Talk Talk Talk Talk Talk Myself to Death: Alito on Church and State

Thursday, November 17, 2005

Alito on Church and State

Don at Article 19 also took a look at Alito's job application (I wrote about it on Tuesday), and he's got some questions of his own. Here's what Alito wrote twenty years ago:

In college, I developed a deep interest in constitutional law, motivated in large part by disagreement with Warren Court decisions, particularly in the areas of criminal procedure, the Establishment Clause, and reapportionment.

And here's Don:

I will leave it to others to wonder about Alito's problem with the one-man, one-vote principle established in the reapportionment decisions. But what were the Warren Court decisions with respect to the Establishment Clause?

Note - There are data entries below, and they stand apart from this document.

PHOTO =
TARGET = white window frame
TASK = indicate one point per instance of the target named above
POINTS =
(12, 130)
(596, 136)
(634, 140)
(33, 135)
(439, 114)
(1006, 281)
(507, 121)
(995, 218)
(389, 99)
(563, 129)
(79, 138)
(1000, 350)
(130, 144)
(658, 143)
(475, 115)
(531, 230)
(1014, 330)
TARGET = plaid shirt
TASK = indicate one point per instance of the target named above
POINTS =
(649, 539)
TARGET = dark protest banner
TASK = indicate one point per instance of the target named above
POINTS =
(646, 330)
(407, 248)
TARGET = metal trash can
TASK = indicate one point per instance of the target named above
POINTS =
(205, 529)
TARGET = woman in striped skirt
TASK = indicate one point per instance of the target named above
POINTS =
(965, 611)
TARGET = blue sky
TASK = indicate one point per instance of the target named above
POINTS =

In Engel v. Vitale (1962), the Court held by a 6-1 vote that school-sponsored prayer in public schools, even if basically voluntary and non-denominational, was unconstitutional.

Abington Township v. Schempp (1963) determined--with an 8-1 vote--that public schools were not the place or time for officially sanctioned and organized Bible reading. Here it was determined that to meet Establishment Clause criteria of neutrality, activities must have "secular purpose" and that its "primary effect" must neither promote nor inhibit a particular religion.

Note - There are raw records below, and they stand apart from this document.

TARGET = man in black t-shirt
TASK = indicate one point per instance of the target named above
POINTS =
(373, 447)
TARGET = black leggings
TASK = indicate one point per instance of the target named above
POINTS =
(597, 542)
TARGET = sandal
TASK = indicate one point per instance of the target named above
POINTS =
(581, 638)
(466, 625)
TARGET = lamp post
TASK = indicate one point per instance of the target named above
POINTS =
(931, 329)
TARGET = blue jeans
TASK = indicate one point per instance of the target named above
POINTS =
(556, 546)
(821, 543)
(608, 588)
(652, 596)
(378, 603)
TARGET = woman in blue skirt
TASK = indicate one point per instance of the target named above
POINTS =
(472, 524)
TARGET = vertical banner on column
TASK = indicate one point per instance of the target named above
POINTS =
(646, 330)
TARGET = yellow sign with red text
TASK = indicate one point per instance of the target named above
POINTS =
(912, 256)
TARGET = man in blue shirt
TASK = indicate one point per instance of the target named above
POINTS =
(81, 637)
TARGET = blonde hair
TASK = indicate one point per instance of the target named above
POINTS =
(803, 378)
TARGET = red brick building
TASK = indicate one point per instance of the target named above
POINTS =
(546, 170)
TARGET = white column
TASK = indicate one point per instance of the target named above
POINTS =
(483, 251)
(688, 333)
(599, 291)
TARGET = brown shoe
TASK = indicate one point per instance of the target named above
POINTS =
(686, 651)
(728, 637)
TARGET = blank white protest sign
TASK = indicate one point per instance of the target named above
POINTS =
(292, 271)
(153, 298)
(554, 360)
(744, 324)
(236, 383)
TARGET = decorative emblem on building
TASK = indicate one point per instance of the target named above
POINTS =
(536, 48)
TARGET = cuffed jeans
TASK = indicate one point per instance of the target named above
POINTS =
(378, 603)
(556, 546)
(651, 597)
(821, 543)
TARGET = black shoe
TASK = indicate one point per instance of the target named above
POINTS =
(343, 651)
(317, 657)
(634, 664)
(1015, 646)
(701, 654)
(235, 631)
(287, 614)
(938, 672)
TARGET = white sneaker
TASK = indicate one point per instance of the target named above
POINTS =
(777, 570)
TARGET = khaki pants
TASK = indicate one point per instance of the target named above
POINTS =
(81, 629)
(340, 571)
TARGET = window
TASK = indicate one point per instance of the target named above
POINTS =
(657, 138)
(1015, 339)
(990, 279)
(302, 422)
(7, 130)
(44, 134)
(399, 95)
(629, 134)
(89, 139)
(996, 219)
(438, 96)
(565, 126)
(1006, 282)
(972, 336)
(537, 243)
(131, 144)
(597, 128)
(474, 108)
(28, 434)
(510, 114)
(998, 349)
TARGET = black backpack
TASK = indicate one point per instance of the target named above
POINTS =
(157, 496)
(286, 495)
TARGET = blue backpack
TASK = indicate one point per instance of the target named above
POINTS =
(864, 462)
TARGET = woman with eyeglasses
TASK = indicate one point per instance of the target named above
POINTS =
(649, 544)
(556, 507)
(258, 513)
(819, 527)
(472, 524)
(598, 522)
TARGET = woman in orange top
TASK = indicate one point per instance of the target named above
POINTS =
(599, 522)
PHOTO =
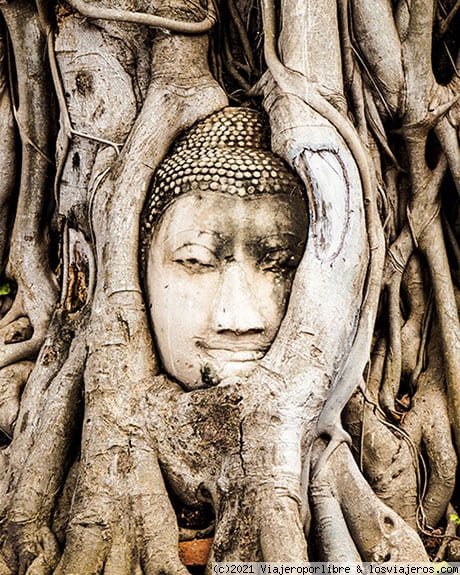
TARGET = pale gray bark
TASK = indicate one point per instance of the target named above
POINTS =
(101, 441)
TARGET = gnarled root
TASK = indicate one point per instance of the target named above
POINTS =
(378, 532)
(28, 261)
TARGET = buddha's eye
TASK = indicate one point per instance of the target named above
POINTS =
(195, 258)
(279, 261)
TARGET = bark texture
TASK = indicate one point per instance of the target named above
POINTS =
(341, 445)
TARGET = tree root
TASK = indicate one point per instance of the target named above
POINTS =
(7, 153)
(378, 533)
(29, 249)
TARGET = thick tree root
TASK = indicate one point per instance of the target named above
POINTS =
(29, 248)
(378, 532)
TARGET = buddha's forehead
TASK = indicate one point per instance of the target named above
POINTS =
(222, 219)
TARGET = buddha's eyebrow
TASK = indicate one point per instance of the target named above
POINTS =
(284, 240)
(191, 236)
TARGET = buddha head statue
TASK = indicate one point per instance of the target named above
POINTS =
(222, 233)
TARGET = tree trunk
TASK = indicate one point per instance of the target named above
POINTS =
(337, 446)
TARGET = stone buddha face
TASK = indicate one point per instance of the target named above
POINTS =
(218, 278)
(223, 231)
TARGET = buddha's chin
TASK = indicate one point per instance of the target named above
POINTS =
(213, 374)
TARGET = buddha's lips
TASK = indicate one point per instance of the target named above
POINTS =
(233, 351)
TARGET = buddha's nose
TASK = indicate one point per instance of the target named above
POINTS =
(236, 308)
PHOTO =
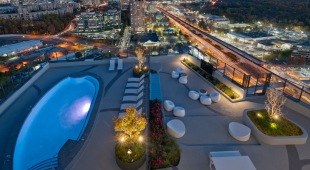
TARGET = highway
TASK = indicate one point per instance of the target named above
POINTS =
(249, 64)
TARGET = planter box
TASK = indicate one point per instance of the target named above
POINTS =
(274, 140)
(212, 85)
(130, 166)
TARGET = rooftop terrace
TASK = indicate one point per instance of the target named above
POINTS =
(206, 126)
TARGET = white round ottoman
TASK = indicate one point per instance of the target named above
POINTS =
(176, 128)
(215, 96)
(203, 92)
(175, 74)
(179, 111)
(179, 69)
(239, 131)
(183, 80)
(193, 95)
(205, 100)
(168, 105)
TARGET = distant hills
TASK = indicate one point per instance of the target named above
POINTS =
(294, 14)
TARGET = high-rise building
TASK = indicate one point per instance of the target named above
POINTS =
(137, 16)
(91, 2)
(112, 19)
(89, 22)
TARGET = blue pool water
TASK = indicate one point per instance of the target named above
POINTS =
(61, 114)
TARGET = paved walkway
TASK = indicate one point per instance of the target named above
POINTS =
(207, 126)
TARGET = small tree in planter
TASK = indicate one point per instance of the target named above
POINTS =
(130, 146)
(140, 56)
(274, 103)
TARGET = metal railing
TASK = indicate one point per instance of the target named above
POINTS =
(255, 83)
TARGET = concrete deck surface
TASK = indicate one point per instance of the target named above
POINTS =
(206, 126)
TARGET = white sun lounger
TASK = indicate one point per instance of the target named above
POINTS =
(134, 79)
(120, 64)
(134, 91)
(134, 105)
(121, 114)
(222, 154)
(112, 65)
(136, 85)
(133, 98)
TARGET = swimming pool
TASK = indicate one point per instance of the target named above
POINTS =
(61, 114)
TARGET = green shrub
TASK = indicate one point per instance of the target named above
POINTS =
(279, 127)
(137, 151)
(227, 90)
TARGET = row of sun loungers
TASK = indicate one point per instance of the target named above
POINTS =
(133, 95)
(113, 63)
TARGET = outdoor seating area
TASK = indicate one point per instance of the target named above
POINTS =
(205, 126)
(176, 128)
(230, 160)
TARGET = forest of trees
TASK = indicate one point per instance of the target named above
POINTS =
(48, 24)
(294, 14)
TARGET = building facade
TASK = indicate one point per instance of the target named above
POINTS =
(112, 19)
(89, 22)
(137, 16)
(35, 12)
(91, 2)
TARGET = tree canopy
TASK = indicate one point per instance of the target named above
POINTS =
(282, 13)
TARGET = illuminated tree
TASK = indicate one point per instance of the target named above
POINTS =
(140, 56)
(274, 103)
(130, 124)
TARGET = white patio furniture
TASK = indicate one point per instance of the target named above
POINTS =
(119, 64)
(183, 80)
(239, 131)
(175, 74)
(176, 128)
(193, 95)
(112, 65)
(135, 85)
(178, 111)
(134, 79)
(133, 105)
(233, 163)
(134, 91)
(133, 98)
(179, 69)
(205, 100)
(215, 96)
(203, 92)
(222, 154)
(168, 105)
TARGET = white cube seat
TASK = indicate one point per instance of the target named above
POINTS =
(205, 100)
(179, 69)
(215, 96)
(183, 80)
(179, 111)
(176, 128)
(168, 105)
(193, 95)
(175, 74)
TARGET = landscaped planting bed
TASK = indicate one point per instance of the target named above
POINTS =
(278, 127)
(163, 149)
(227, 90)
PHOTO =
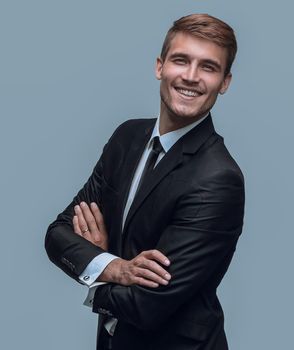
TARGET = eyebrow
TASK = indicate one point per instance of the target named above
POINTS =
(206, 60)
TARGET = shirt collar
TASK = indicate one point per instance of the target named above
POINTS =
(169, 139)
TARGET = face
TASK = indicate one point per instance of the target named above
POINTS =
(192, 75)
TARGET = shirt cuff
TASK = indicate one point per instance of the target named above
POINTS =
(95, 268)
(91, 293)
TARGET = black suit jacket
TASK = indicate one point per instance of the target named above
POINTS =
(191, 209)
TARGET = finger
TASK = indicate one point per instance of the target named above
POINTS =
(90, 219)
(76, 225)
(98, 217)
(155, 268)
(156, 255)
(145, 282)
(151, 276)
(82, 222)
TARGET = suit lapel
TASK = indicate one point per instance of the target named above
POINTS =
(134, 155)
(188, 144)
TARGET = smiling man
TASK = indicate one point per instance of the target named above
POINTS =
(159, 218)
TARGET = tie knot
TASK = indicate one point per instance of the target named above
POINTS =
(157, 147)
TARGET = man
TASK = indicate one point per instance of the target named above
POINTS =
(170, 202)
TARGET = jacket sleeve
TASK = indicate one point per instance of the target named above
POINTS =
(67, 250)
(199, 242)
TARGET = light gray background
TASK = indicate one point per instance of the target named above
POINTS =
(70, 72)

Exactly which of these does Judge Alito have a problem with? Would he like to keep school-sponsored prayer or Bible readings in public schools?

It appears that this document (PDF file) is offering a rich vein of inquiry for anyone willing to pursue it. Let's hope the Democrats, who slowly seem to be waking up after a long, long winter's slumber, have the wherewithal to ask the questions.